There are trends other than food, many of them Internet applications that help advertisers intrude on people’s privacy and other applications that help people avoid intrusive advertising.
The “Arabic Web” is TtW No. 8. Why should the Arabic-speaking world be immune from e-commerce? Sure, Islam is not keen on banking, which means no credit cards, but is PayPal really a bank?
People in 2013 will be acquiring TtW No. 66, “Objects with Attitude.” For example, cars linked to social networks. Already in Japan you can “friend” certain Toyotas to see information like fuel levels and more important data, like where you parked it. Also on the way: two-way conversation with your lamps, ovens, TVs, refrigerators. Got milk? Don’t know?

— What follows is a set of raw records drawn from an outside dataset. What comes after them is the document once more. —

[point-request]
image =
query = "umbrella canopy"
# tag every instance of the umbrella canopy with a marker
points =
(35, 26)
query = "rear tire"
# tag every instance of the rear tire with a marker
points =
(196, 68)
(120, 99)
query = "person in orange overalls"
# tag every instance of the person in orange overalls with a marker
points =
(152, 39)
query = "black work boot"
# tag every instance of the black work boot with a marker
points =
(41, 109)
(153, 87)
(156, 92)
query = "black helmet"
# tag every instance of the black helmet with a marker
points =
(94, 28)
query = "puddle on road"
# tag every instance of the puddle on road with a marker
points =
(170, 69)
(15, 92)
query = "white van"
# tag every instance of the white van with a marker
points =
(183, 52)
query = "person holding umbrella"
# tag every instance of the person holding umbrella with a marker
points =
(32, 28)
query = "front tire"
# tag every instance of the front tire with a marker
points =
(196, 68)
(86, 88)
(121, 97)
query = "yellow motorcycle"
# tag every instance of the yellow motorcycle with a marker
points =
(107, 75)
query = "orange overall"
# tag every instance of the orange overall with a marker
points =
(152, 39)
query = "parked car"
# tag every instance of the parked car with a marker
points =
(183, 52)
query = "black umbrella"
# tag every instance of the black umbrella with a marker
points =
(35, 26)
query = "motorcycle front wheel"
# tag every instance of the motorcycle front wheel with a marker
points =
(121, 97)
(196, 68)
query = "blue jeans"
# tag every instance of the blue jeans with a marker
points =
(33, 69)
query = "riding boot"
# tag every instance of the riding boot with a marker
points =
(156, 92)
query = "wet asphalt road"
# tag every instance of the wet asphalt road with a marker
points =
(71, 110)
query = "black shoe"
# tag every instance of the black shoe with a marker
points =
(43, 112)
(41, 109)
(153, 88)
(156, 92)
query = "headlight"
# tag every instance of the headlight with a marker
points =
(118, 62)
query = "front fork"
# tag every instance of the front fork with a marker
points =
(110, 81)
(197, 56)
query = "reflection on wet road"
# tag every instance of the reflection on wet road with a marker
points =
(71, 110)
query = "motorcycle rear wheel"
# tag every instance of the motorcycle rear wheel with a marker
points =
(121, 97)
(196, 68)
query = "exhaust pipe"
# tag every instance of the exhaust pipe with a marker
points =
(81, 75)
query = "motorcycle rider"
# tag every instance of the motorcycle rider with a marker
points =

Friend the fridge.
“As objects become interactive, marketers will need to provide them with personalities,” Ann Mack warns.
Bugged by all the friend requests and the aggressive attitudes of your appliances and advertisers? Try TtW No. 15, “cloaking.” Yes, you’ll be able to tell your smartphone, tablet or computer to hide you from social media for as long as you want.
You’re thinking, “Why not just turn it off or ignore it?” Clearly you are not trendy.
If turning off your electronic device is too hard, you probably won’t like Thing to Watch No. 61, either. It involves going outside. “Nature as Antidote” will allow you to reduce the stress of all the stuff you’ve bought and friends you’ve made.
Or you can embrace TtW No. 75, “Quiet Products,” those with a seal of approval for not making much noise. Newspapers, for example, are entirely quiet and thus very trendy.
The most heartening trend of the year is TtW No. 47: “imperfection.” Everything from lumpy heirloom tomatoes (ugly but delicious) to using real people in ads instead of models will be regarded as appealing.
What a wonderful excuse: If I have a bad day at the old keyboard, I can tell the boss, “Well, I was striving for imperfection.”
Nailed it, too.
Kevin Horrigan is a columnist for the St. Louis Post-Dispatch. Distributed by McClatchy-Tribune Information Services.